How to prove that the graph constructed below is still $k$-connected

Question

I have often seen the following construction for $k$-connected graphs in some papers (especially involving planar graphs).

Let $G$ be a graph. Let $x$ be a vertex of $G$. The Neighbourhood of the vertex $x$, denoted by $N_G(x)$, is the set of all vertices which are adjacent to $x$.

Construction.

Step 0: Let $G$ and $H$ be two disjoint $k$-conneced graphs. Let $u$ and $v$ be two vertices of $G$ and $H$ with same vertex-degree $l$, respectively. Clearly, $l\ge k$. Let $N_G(u)=\{u_1,u_2,\cdots, u_l\}$ and $N_H(v)=\{v_1,v_2,\cdots, v_l\}$.
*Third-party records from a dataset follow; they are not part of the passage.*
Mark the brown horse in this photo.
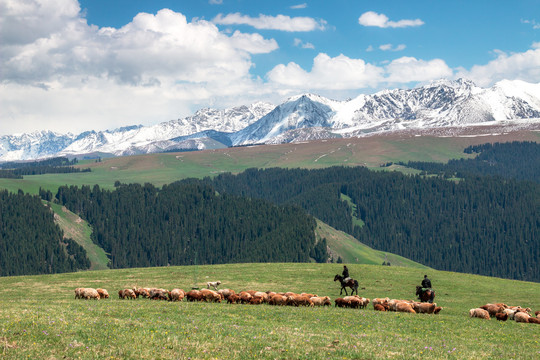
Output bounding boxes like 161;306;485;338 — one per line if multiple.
334;275;358;295
416;285;435;303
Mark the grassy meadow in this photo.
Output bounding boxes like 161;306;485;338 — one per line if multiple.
0;263;540;359
0;131;540;194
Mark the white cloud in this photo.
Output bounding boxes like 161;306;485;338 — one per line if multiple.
385;56;453;84
457;42;540;86
358;11;424;28
212;13;326;32
0;0;278;133
267;53;453;91
291;3;307;9
267;53;383;90
379;44;407;51
294;38;315;49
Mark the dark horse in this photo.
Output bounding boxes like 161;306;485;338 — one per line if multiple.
416;285;435;303
334;275;358;295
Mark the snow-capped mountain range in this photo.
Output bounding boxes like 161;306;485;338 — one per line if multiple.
0;79;540;161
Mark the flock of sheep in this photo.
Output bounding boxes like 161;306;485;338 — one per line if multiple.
75;281;540;324
469;303;540;324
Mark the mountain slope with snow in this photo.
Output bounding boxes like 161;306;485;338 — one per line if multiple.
0;79;540;161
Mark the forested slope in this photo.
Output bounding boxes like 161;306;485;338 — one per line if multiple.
57;183;327;268
0;191;90;276
196;160;540;281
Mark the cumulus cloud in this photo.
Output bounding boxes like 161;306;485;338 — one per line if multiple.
0;0;278;133
291;3;307;9
267;53;383;90
212;13;326;32
379;44;407;51
458;42;540;86
358;11;424;28
267;53;453;90
294;38;315;49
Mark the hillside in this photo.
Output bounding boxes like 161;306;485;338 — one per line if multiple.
0;263;540;360
0;131;540;194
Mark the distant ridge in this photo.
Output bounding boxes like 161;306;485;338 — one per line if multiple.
0;79;540;161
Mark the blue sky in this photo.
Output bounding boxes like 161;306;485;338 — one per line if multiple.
0;0;540;135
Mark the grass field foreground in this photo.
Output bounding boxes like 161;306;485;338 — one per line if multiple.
0;264;540;359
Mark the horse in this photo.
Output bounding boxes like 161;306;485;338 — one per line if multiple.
416;285;435;304
334;275;358;295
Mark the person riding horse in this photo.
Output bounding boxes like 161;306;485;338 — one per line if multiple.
417;275;435;302
341;265;351;281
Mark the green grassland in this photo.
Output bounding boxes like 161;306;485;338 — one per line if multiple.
315;220;428;269
0;131;540;194
48;202;109;270
0;263;540;359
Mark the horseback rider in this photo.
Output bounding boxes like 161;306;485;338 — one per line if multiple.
341;265;351;281
422;275;431;295
422;275;431;289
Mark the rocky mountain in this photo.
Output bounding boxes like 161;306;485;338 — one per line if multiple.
0;79;540;161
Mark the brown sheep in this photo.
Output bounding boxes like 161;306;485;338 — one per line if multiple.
268;294;287;305
413;302;442;314
75;288;84;299
396;302;416;314
249;296;264;305
169;289;186;301
238;291;253;304
514;311;534;323
218;289;236;300
480;304;504;316
186;290;202;301
227;294;240;304
334;298;349;307
96;289;109;299
82;288;99;300
469;308;490;320
311;296;332;306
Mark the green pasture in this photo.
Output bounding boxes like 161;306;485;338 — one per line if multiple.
0;263;540;359
0;132;528;194
315;220;428;269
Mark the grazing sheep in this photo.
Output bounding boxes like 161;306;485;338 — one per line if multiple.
206;280;221;291
218;289;236;300
96;289;109;299
514;311;534;323
396;302;416;314
169;289;186;301
371;297;390;308
268;294;287;305
334;298;349;307
201;289;221;302
311;296;332;306
412;302;442;314
82;288;99;300
186;290;202;301
480;304;505;316
238;291;253;304
503;309;516;320
75;288;84;299
227;294;240;304
249;296;264;305
469;308;490;320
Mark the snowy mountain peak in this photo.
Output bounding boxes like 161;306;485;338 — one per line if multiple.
0;79;540;161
Step 1: Obtain $G'$ from $G$ by deleting the vertex $u$ and obtain $H'$ from $H$ by deleting the vertex $v$.

Step 2: Add edges $u_iv_i$ for all $1\le i\le l$ in $G'\cup H'$.

We denote by $F$ the final resulting graph from above steps.

For example, let both $G$ and $H$ be icosahedral graphs. The following figure shows the construction process of $F$.

I am more convinced that $F$ is still $k$-connected. But I have not rigorously proved this assertion. I belived that Menger's theorem, Expansion Lemma, or Fan Lemma will work.

Menger's theorem. A graph $G$ is $k$-connected if and only if every two vertices are connectedby at least $k$ independent paths.

Expansion Lemma. If $G$ is a $k$-connected graph, and $G_0$ is obtained from $G$ by adding a new vertex $y$ with at least $k$ neighbors in $G$, then $G_0$ is $k$-connected.

$U$-fan: Given a vertex $x$ and a set $U$ of vertices, an $x,U$-fan is a set of $x,U$-paths such that any two of these paths have only $x$ in common.

Fan Lemma (Dirac, 1960) A graph $G$ is $k$-connected if and only if it has at least $k + 1$ vertices and, for every choice of $x,U ⊂ V(G)$ with $|U| ≥ k$, it has an $x,U$-fan of size $k$.

For two vertices $x$ and $y$ in $F$ such that $\{x,y\}\cap\{x,v\}=\emptyset$, if all independent paths in $G\cup H$ between $x$ and $y$ lies in $G- \cup \{ vv_i | 1\le i\le k\}$ or $H- \cup \{vv_i| 1\le i\le k\} $ , then clearly $u$ and $v$ also have $k$ independent paths in $F$. But what about the $k$ independent paths in $G\cup H$ between $x$ and $y$ using some edges $vv_i$ or $uu_i$, or the vertex $u$ or $v$? I am looking for a rigorous proof.

Answer 1

Briefly my reasoning for proving that the graph $F$ is $k$-connected.

I use all of your notations. Let $X\subset V(F)$ and $|X|=k-1$.

The following two cases are possible:

1. $X\cap V(G')\neq\varnothing$ and $X\cap V(H')\neq\varnothing$;
2. $X\cap V(H')=\varnothing$.

The case when $X\cap V(G')=\varnothing$ is similar to case 2.

Сase 1. Let us denote by
$Y=X\cap V(G')$ and $Z=X\cap V(H')$. Since $|Y|\leq k-2$ and $|Z|\leq k-2$, the graphs $G'-Y$ and $H'-Z$ are connected. Moreover, there exists $i$ such that $u_i,v_i\notin X$. Therefore edge $u_iv_i$ connects graphs $G'-Y$ and $H'-Z$. So the graph $F-X$ is connected.

Case 2. Let $W$ be one of the connected components of graph $G'-X$. We note that $W$ contains at least one vertex $u_i$. Since $W$ is a connected component, any edge in graph $G$ one end of which lies in $W$ and the other end outside $W$ ends in the set $X+u$. Since the graph $G-X$ is connected, there exists an edge connecting $u$ and $W$. So some $u_i\in W$. It follows that the graph $F-X$ is connected.

I will be glad to answer any questions you may have about this reasoning.